As shown in Figure 6, the tensor check view displays the tensor values in the upper part of the UI. You can set the Dimension Selection and click Current Step, Previous step, and Comparison Result to display and compare tensors. (Currently, the parameter node can be compared only with the previous one step.) In addition, you can set shards in Dimension Selection to display a tensor in the specified dimension.

The node information, current step, and statistics are displayed on the top of the view. The optimization guide is displayed on the left of the view. When a watchpoint is hit, the hit information and optimization suggestions are displayed. The tensor relationship diagram and detailed node information are displayed on the lower part of the view.

Based on the tensor relationship diagram, you can analyze which tensors are used to compute the current tensor and which constants are affected by the current tensor. Abbreviations of watchpoint conditions are displayed on the diagram, helping you quickly identify the propagation path of tensor issues. Each condition abbreviation can be found in “Setting Watchpoints”.

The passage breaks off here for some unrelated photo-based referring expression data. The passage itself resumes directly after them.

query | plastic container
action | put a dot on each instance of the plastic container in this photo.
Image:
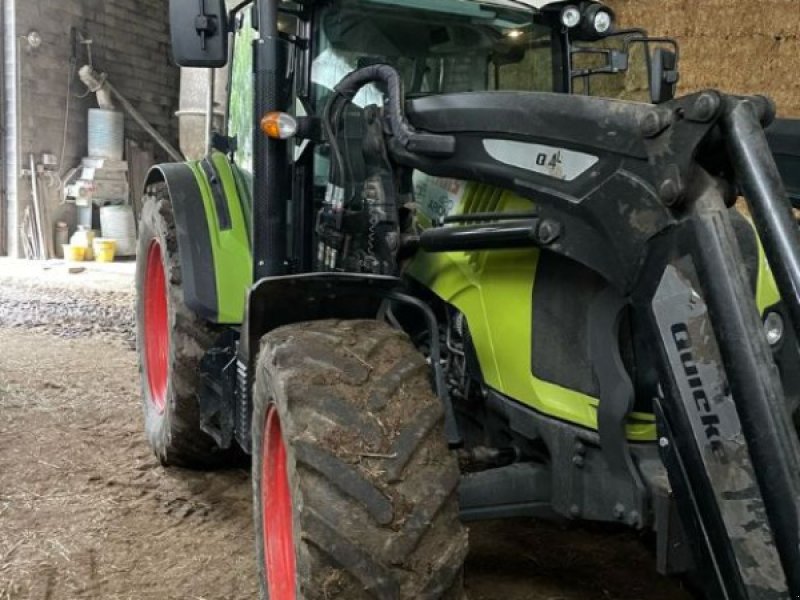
(106, 133)
(84, 237)
(117, 223)
(104, 249)
(73, 253)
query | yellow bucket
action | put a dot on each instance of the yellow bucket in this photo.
(73, 253)
(104, 249)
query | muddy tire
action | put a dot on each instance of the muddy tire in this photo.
(170, 341)
(354, 487)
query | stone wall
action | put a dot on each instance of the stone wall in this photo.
(130, 42)
(740, 46)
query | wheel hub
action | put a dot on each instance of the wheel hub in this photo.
(276, 512)
(156, 327)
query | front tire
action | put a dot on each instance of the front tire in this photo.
(354, 486)
(170, 341)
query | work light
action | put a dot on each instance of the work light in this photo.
(570, 17)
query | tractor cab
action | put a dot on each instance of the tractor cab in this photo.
(471, 259)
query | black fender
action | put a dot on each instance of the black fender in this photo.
(282, 300)
(194, 239)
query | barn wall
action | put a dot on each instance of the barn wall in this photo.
(130, 42)
(740, 46)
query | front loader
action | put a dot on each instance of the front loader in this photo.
(431, 273)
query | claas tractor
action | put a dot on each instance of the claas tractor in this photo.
(452, 260)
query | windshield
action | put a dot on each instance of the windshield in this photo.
(437, 46)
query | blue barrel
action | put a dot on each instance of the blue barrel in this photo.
(106, 133)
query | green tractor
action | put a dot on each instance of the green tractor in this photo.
(430, 274)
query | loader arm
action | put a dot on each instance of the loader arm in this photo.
(627, 190)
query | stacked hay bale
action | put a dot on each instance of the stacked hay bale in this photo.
(740, 46)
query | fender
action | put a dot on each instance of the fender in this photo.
(282, 300)
(213, 239)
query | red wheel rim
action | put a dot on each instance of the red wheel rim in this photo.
(276, 513)
(156, 327)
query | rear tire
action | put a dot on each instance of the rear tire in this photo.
(170, 341)
(360, 486)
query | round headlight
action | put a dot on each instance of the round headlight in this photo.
(773, 328)
(602, 21)
(570, 17)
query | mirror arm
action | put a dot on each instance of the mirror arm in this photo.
(204, 25)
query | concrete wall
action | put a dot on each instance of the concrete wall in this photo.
(741, 46)
(130, 42)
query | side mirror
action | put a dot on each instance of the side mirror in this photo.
(199, 32)
(663, 75)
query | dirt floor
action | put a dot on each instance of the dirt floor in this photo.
(86, 512)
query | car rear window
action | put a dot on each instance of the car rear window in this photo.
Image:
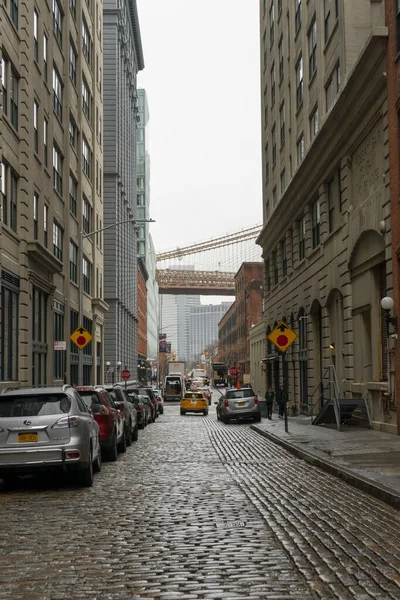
(239, 394)
(34, 406)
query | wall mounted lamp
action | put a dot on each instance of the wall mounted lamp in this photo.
(387, 305)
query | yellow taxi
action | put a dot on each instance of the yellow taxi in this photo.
(194, 402)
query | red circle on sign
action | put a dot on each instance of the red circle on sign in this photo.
(282, 340)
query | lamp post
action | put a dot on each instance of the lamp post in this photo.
(83, 236)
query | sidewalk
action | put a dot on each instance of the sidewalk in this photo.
(364, 458)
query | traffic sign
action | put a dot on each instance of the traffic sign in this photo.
(81, 337)
(125, 374)
(282, 336)
(234, 371)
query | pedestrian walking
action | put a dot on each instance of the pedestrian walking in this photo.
(269, 400)
(282, 398)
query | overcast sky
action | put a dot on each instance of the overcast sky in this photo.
(202, 81)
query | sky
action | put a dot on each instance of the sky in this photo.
(202, 82)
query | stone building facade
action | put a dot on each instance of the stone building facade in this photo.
(51, 189)
(123, 58)
(326, 238)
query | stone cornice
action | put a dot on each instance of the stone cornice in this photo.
(363, 86)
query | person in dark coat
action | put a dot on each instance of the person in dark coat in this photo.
(269, 400)
(282, 398)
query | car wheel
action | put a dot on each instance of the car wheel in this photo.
(135, 434)
(122, 443)
(113, 452)
(85, 476)
(128, 435)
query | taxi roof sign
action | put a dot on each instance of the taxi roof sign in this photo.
(81, 337)
(282, 336)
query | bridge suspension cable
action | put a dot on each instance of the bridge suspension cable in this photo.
(212, 244)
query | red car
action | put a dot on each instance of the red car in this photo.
(109, 419)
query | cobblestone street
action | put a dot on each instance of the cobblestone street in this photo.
(197, 509)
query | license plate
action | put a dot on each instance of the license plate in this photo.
(28, 437)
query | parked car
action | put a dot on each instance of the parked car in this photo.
(110, 420)
(48, 428)
(121, 401)
(238, 404)
(160, 400)
(149, 405)
(143, 412)
(194, 402)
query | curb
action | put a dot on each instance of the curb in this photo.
(381, 492)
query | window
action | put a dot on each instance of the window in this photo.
(86, 275)
(57, 169)
(45, 144)
(57, 94)
(45, 224)
(35, 127)
(297, 19)
(57, 20)
(273, 138)
(4, 82)
(9, 326)
(314, 123)
(73, 262)
(86, 42)
(87, 213)
(275, 266)
(271, 24)
(280, 56)
(331, 204)
(86, 98)
(299, 82)
(72, 8)
(300, 149)
(282, 122)
(73, 193)
(284, 257)
(14, 12)
(72, 131)
(302, 238)
(312, 49)
(86, 157)
(73, 58)
(316, 221)
(283, 182)
(35, 215)
(14, 99)
(272, 84)
(57, 241)
(45, 43)
(35, 35)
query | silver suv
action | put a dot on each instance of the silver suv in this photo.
(45, 428)
(238, 404)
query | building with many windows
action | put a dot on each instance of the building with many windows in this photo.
(326, 238)
(51, 189)
(123, 58)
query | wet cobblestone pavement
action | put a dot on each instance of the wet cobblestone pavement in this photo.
(197, 509)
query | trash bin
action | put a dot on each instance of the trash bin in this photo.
(263, 408)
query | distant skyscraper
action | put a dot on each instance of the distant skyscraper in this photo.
(203, 327)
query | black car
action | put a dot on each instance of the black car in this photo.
(123, 404)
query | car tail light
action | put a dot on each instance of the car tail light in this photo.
(66, 422)
(73, 454)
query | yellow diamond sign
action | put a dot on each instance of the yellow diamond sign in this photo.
(81, 337)
(282, 336)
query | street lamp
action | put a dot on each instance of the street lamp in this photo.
(82, 236)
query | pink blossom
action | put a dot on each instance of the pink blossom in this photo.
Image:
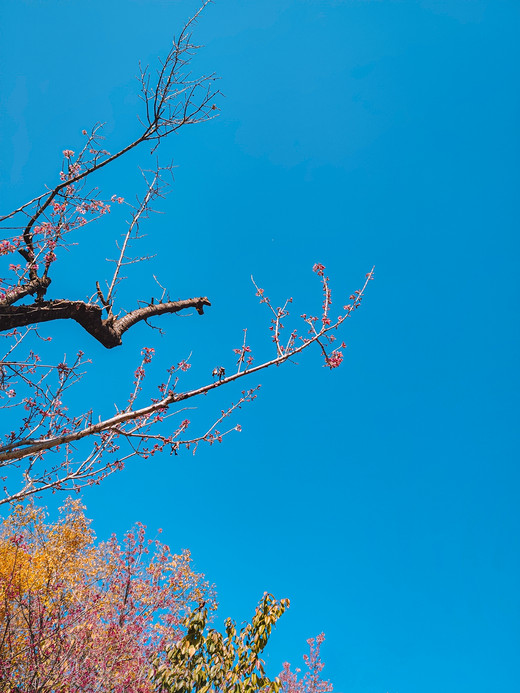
(334, 359)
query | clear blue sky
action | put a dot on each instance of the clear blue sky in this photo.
(382, 497)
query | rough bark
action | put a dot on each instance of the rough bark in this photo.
(107, 331)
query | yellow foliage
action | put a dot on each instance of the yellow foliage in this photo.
(76, 608)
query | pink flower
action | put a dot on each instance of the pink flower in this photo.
(334, 360)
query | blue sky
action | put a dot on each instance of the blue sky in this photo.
(382, 497)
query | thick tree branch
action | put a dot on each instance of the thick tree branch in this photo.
(39, 286)
(108, 332)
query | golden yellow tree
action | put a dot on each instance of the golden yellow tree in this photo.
(79, 615)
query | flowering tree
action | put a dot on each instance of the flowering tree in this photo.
(36, 235)
(77, 615)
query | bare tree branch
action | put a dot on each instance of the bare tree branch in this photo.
(107, 331)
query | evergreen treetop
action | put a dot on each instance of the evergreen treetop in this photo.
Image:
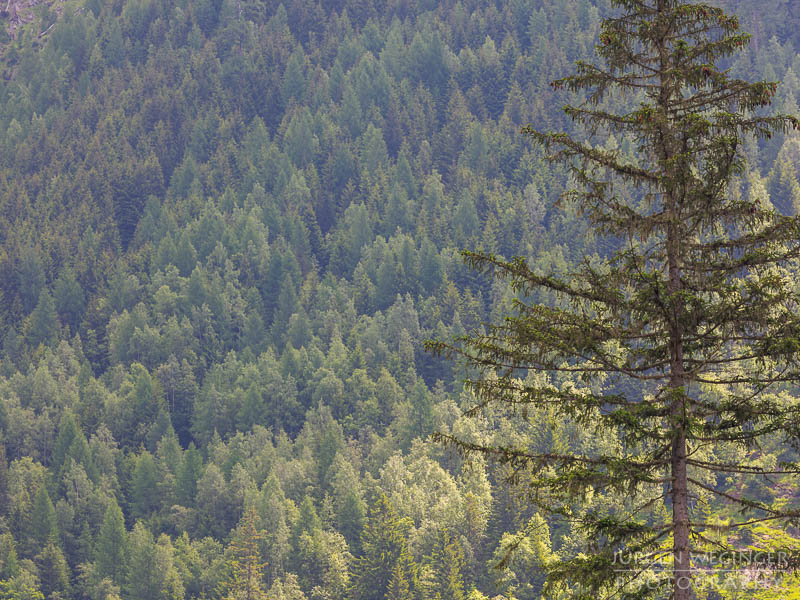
(695, 307)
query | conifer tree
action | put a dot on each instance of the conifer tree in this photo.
(245, 581)
(111, 547)
(694, 312)
(385, 567)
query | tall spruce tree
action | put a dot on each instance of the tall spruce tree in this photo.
(694, 313)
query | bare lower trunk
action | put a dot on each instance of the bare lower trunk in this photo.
(682, 585)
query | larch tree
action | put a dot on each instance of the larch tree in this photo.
(694, 313)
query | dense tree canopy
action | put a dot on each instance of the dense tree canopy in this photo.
(227, 228)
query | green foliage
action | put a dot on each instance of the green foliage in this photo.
(236, 220)
(111, 546)
(385, 565)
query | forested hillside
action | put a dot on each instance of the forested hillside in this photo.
(226, 229)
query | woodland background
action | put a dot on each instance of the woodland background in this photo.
(226, 228)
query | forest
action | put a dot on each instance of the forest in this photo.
(227, 228)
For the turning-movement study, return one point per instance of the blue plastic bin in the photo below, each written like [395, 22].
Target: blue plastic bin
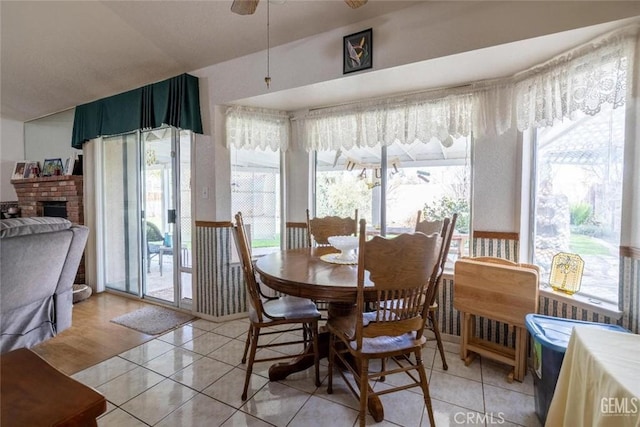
[549, 340]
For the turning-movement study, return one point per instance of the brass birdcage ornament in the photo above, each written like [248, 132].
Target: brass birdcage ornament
[566, 272]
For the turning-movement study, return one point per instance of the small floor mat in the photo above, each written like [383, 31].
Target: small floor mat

Tensors can be downloaded in tensor check view. Users can download the desired tensor for in-depth analysis or processing.

Debugger Usage Example

  1. Prepare the debugger environment, and open the MindInsight Debugger UI.

    debugger_waiting

    Figure 7: Debugger Start and Waiting for the Training

    The Debugger server is launched and waiting for the training to connect.

  2. Run the training script on terminal.

  3. Wait for a moment. A dialog box is displayed on the MindInsight UI, asking you whether to use the recommended watchpoints, as shown in the following figure.

    debugger_ask_recommend

    Figure 8: Debugger ask whether to use the recommended watchpoints

  4. Later, you can see that the computational graph is displayed on the Debugger UI, as shown in Figure 1.

  5. Set watchpoints.

    Select the watchpoint conditions, as shown in Figure 4. Select or deselect certain nodes as shown in Figure 3. The debugger monitors whether outputs that meet the watchpoint conditions exist during the node computation process. After setting the watchpoints, you can set step and click OK, or just click CONTINUE to continue the training.

  6. Trigger watchpoints, as shown in Figure 5.

    After watchpoints are hit, you can view the corresponding node information and stack information, find the exception cause on the tensor check view, or download the tensor to analyse the exception, and modify the script to rectify the fault.

Notices

  • Scenarios:

    • The debugger does not support distributed training scenarios.

    • The debugger does not support inference scenarios.

    • The debugger does not support the single-node multi-device or cluster scenario.

    • The debugger does not support connected to multiple training process.

    • The debugger does not support CPU scenarios.

    • The debugger does not support PyNative mode.

    • The debugger does not support multi networks scenarios.

  • Impact on Performance:

    • Debugger will slow down the training performance.

    • When too many Watch Points are set, the system may run out of memory.

  • GPU Scenario:

    • In the GPU scenario, only the parameter nodes that meet requirements can be compared with the previous step. For example, nodes executed on the next node, nodes selected when Run to This Node is chosen, and nodes input as watchpoints can be compared. In other cases, the Compare with Previous Step function cannot be used.

  • When using the debugger, make sure that the version numbers of MindInsight and MindSpore are the same.

  • Recheck only watchpoints that have tensor values.

  • To check overflow during computation, you need to enable the overflow detection function of the asynchronous dump. For details about how to enable the function, see Asynchronous Dump.

  • The graph displayed by the debugger is the finally optimized execution graph. The called operator may have been integrated with other operators, or the name of the called operator is changed after optimization.

  • Enabling the debugger will turn off memory reuse mode, which may lead to an ‘out of memory’ error when the training network is too large.